With John Baldessari, Erica Baum, Joseph Beuys, Jörg Buttgereit, Anne Collier, Siegfried A. Fruhauf, Karl Holmqvist, Ito Ryusuke, Björn Kämmerer, Johann Lurf, Bernd Oppl, Katrin Plavčak, Eric Rondepierre, Constanze Ruhm, Hans Scheugl, Viktoria Schmid, Michaela Schwentner, Haim Steinbach, John Stezaker, Mika Taanila, and Antoinette Zwirchmayr
From 2015 to 2016, the artist-in-residence program “West Balkan Calling” took place in Belgrade, Cetinje, Pristina, Sarajevo, Skopje, and Tirana, as well as in Graz, Klagenfurt, Krems, Linz, and Vienna. A total of 12 artists visited the cities mentioned above for a residency. During this time, they realized works of art and/or were inspired to create new works, which will be presented in the exhibition responseABILITY at < rotor >. In parallel to this, a twelve-part poster series will be published.
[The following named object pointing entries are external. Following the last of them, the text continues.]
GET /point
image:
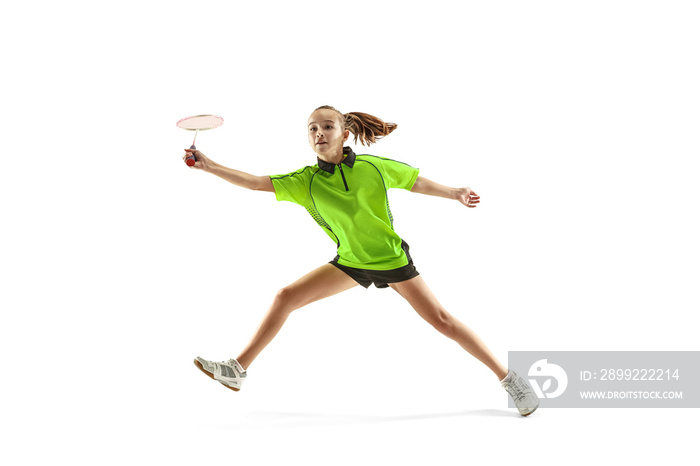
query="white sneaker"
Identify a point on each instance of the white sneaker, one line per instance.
(230, 373)
(521, 392)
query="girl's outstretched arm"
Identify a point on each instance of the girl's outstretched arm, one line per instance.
(239, 178)
(464, 195)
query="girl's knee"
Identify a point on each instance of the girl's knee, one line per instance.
(443, 322)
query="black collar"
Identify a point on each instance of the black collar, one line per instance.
(348, 160)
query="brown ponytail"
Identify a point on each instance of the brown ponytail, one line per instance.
(367, 128)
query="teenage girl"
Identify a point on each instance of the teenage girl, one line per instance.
(347, 196)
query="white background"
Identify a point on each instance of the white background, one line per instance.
(576, 122)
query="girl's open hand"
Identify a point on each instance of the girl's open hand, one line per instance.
(201, 160)
(467, 197)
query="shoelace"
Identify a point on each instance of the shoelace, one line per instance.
(518, 390)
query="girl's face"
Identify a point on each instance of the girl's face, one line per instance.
(326, 136)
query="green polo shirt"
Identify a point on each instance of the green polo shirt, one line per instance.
(349, 201)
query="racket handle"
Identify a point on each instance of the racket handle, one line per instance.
(190, 159)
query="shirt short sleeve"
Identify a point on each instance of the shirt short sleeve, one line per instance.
(398, 174)
(293, 187)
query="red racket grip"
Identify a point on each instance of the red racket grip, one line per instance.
(190, 160)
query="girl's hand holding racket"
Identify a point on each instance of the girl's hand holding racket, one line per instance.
(467, 197)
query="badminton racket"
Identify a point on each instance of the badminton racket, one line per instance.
(198, 123)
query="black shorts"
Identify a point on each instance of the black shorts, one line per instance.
(380, 278)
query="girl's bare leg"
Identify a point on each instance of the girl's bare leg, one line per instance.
(322, 282)
(423, 300)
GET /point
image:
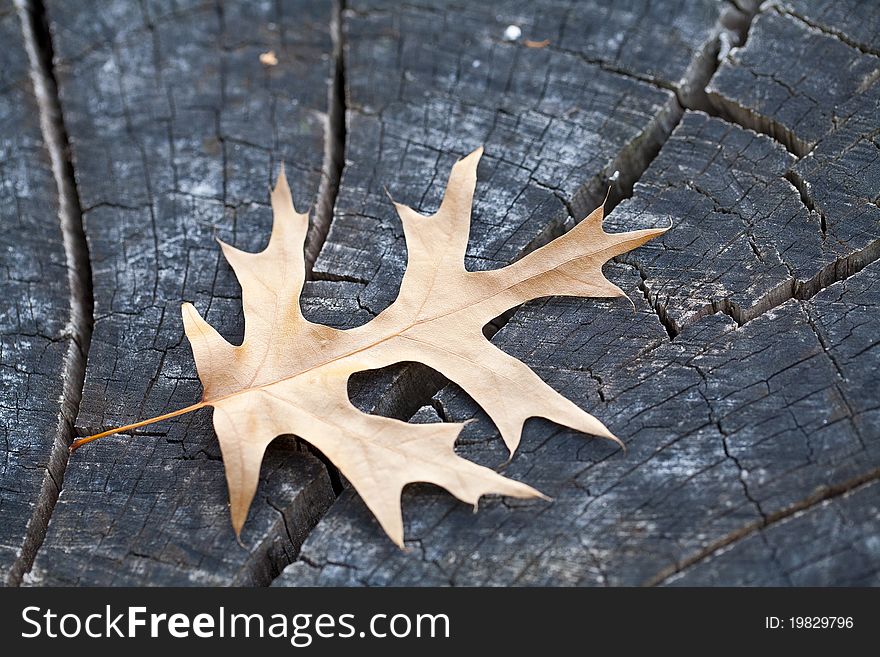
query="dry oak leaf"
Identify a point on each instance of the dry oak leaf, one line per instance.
(290, 376)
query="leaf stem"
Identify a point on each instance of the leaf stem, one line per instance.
(79, 442)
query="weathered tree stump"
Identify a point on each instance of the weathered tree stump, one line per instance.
(745, 384)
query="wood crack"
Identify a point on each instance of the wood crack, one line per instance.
(821, 495)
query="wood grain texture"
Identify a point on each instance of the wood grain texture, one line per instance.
(555, 123)
(744, 383)
(176, 130)
(36, 341)
(790, 78)
(727, 428)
The observations and individual experiences made within the guest artists’ residencies form the starting point of the exhibition. They could check their expectations, compare them with their impressions on site, and put them into relation to their own living environments. Moreover, the mutual exchange opened up an opportunity to compare perceptions of the different cultural spaces.
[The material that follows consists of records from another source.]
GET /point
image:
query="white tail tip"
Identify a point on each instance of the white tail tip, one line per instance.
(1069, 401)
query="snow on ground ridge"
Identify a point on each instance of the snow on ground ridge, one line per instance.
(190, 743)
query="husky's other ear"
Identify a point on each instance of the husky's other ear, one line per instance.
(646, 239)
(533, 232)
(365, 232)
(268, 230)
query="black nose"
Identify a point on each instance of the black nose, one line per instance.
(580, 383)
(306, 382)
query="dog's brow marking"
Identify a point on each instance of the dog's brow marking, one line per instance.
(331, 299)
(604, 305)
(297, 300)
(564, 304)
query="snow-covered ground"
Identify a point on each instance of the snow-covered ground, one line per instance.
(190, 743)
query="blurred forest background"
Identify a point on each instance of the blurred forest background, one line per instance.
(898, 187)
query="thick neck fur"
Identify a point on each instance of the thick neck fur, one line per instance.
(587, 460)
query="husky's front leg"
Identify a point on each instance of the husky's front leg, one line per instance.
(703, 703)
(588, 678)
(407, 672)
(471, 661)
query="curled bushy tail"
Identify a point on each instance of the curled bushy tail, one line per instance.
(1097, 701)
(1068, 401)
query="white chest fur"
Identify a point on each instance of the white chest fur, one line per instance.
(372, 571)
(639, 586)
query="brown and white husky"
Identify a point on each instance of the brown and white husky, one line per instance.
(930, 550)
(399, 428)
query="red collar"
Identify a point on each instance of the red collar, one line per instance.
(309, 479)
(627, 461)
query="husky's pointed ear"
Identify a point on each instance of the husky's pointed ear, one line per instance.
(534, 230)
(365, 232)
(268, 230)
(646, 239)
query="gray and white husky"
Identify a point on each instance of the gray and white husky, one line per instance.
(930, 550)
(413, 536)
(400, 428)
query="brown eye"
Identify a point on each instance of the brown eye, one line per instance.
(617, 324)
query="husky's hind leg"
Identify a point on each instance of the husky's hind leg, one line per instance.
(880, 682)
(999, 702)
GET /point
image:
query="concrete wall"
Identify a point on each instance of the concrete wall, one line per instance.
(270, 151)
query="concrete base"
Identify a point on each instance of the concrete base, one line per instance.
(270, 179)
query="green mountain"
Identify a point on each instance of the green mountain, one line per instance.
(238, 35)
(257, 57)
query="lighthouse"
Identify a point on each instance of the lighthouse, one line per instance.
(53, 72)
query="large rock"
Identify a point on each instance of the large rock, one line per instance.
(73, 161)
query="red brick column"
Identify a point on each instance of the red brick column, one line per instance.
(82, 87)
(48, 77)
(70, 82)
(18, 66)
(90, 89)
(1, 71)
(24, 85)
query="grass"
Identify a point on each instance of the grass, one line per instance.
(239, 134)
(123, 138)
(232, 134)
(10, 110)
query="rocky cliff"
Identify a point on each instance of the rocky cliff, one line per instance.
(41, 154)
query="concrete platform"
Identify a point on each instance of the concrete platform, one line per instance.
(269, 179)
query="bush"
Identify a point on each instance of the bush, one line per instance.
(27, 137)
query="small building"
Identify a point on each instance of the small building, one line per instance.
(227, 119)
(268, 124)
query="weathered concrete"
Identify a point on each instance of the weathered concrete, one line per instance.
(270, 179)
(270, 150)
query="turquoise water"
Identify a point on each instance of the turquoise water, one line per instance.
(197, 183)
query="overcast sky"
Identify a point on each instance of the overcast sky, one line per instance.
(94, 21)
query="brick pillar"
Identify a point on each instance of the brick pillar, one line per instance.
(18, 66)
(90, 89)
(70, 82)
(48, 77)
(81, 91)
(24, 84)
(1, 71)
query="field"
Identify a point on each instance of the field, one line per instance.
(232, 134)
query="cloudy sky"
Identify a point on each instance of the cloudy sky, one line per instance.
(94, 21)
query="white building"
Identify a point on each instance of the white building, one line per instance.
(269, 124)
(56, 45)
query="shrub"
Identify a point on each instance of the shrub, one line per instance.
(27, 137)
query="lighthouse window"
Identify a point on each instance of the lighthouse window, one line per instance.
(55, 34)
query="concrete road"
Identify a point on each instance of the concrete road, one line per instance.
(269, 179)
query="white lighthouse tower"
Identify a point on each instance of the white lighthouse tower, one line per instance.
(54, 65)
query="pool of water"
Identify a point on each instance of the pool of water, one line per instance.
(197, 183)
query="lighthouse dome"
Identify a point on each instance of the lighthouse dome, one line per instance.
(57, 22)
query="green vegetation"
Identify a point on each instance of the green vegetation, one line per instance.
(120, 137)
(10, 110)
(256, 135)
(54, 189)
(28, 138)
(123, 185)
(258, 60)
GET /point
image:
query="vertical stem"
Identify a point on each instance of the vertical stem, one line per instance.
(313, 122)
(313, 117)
With Stefano Romano/DZT, Dante Buu, Veronika Eberhart, Nina Valerie Kolowratnik, Marko Kosović, Wolfgang Obermair, Danilo Prnjat, Gregor Schlatte, Deniz Soezen, tadi, Inge Vavra, and Velimir Zernovski.
Grazer Kunstverein is presenting two exhibitions dedicated to reflection and contemplation, marking a new year of artistic programming that begins in Spring 2018.
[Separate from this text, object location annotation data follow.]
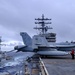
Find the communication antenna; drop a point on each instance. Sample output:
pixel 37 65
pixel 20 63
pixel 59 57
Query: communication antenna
pixel 0 42
pixel 42 22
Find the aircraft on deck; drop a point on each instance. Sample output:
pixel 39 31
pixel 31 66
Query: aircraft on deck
pixel 39 45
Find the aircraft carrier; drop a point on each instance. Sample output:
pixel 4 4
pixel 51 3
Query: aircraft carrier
pixel 28 63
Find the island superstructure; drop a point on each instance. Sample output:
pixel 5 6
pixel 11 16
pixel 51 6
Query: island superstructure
pixel 43 28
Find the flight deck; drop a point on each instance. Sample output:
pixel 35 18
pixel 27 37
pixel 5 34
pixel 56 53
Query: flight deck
pixel 63 65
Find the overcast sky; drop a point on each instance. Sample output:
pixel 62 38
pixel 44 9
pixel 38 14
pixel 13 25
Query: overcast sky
pixel 18 15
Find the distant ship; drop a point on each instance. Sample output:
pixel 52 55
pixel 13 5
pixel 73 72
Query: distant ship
pixel 51 37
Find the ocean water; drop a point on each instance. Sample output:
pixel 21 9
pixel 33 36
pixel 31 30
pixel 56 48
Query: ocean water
pixel 16 57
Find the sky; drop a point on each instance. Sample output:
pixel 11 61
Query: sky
pixel 19 16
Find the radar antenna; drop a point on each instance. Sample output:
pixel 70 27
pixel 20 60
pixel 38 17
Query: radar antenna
pixel 43 27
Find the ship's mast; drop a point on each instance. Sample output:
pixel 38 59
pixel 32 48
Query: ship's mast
pixel 42 22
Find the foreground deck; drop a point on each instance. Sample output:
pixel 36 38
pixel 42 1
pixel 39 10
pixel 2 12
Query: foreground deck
pixel 63 65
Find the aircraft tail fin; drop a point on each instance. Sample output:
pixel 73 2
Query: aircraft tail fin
pixel 26 38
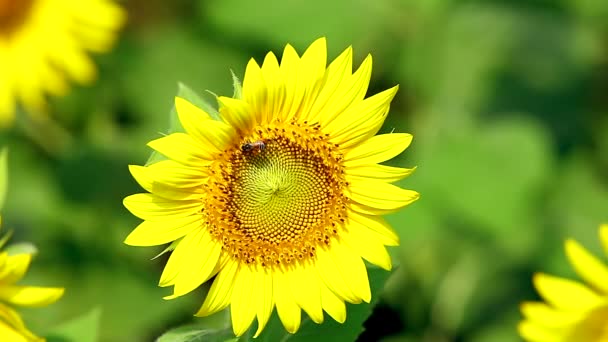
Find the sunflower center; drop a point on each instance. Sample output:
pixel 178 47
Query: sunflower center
pixel 13 13
pixel 278 196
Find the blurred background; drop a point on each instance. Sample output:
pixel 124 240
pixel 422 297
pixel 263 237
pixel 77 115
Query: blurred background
pixel 507 101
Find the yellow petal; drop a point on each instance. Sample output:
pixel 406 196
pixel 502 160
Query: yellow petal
pixel 366 245
pixel 242 307
pixel 237 113
pixel 362 120
pixel 287 309
pixel 588 267
pixel 381 195
pixel 265 298
pixel 564 293
pixel 333 305
pixel 353 267
pixel 334 277
pixel 377 149
pixel 294 90
pixel 154 208
pixel 376 224
pixel 153 233
pixel 201 257
pixel 306 290
pixel 534 333
pixel 378 172
pixel 254 90
pixel 275 89
pixel 311 74
pixel 183 149
pixel 220 294
pixel 604 237
pixel 30 295
pixel 543 314
pixel 167 185
pixel 338 91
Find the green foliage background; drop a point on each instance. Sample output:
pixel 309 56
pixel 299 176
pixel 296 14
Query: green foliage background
pixel 507 101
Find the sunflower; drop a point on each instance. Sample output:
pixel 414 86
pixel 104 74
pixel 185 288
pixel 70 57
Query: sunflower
pixel 281 198
pixel 12 269
pixel 573 312
pixel 44 42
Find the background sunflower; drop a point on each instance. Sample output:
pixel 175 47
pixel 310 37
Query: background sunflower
pixel 507 101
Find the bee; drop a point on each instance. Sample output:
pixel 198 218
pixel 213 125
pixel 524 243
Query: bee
pixel 257 146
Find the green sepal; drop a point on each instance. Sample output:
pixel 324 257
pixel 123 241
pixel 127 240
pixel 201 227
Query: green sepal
pixel 236 84
pixel 188 94
pixel 169 248
pixel 175 125
pixel 21 248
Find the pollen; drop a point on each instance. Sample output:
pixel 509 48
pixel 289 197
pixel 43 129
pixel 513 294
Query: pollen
pixel 275 206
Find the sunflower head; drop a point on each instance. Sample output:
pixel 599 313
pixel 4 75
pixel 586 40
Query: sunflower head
pixel 281 198
pixel 572 311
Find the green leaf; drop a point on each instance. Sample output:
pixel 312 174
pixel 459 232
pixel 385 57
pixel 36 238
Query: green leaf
pixel 81 329
pixel 196 333
pixel 238 88
pixel 175 125
pixel 189 94
pixel 3 176
pixel 329 330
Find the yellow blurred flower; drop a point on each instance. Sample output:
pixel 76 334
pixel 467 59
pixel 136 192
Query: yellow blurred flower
pixel 12 269
pixel 572 311
pixel 281 199
pixel 44 42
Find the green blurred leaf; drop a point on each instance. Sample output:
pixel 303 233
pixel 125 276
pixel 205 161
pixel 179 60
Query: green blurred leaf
pixel 363 23
pixel 21 248
pixel 81 329
pixel 486 177
pixel 329 330
pixel 189 94
pixel 3 176
pixel 194 333
pixel 175 125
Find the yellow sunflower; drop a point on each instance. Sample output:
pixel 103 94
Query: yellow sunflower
pixel 12 269
pixel 280 200
pixel 44 42
pixel 573 312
She Who Speaks by Carl Johan Högberg is an exhibition that orbits around the myth and legacy of Hélène Smith, a clairvoyant well known in 19th century Switzerland who supposedly communed with Martians and inspired Surrealists from Paris to Geneva. Striking a kinship across historical time, Högberg’s exhibition explores the ethics of interpretation, the medium of mediation, and the impossibility of hearing one’s true voice or meeting one’s gaze directly across the great storm of history. Högberg, in residence at the Grazer Kunstverein throughout the Spring Season, presents a new iteration of this ongoing body of work, comprised of paintings, tapestries, and sculptural installations.
Niamh O’Malley’s artwork reveals a profound appreciation for the act of trying. Trying to catch a certain slant of light, trying to prove a pattern or uncover a composition, trying to fathom a mountain, trying to hold time still. Through the moving image, mark-making, and sculptural materials, it is this act of trying, in the face of predictable failure, that gives way to conviction and a sense of hope within the artist’s work. Full of reflection, both literal and metaphorical, filled with absence and framed by negative space, O’Malley’s work asserts something unstoppable about the human spirit. Foiled Glass is O’Malley’s first major exhibition in Austria. It includes the presentation of a selection of video and sculptural work dating from 2013 to the present, and a new site-specific painting along the exterior of the Grazer Kunstverein.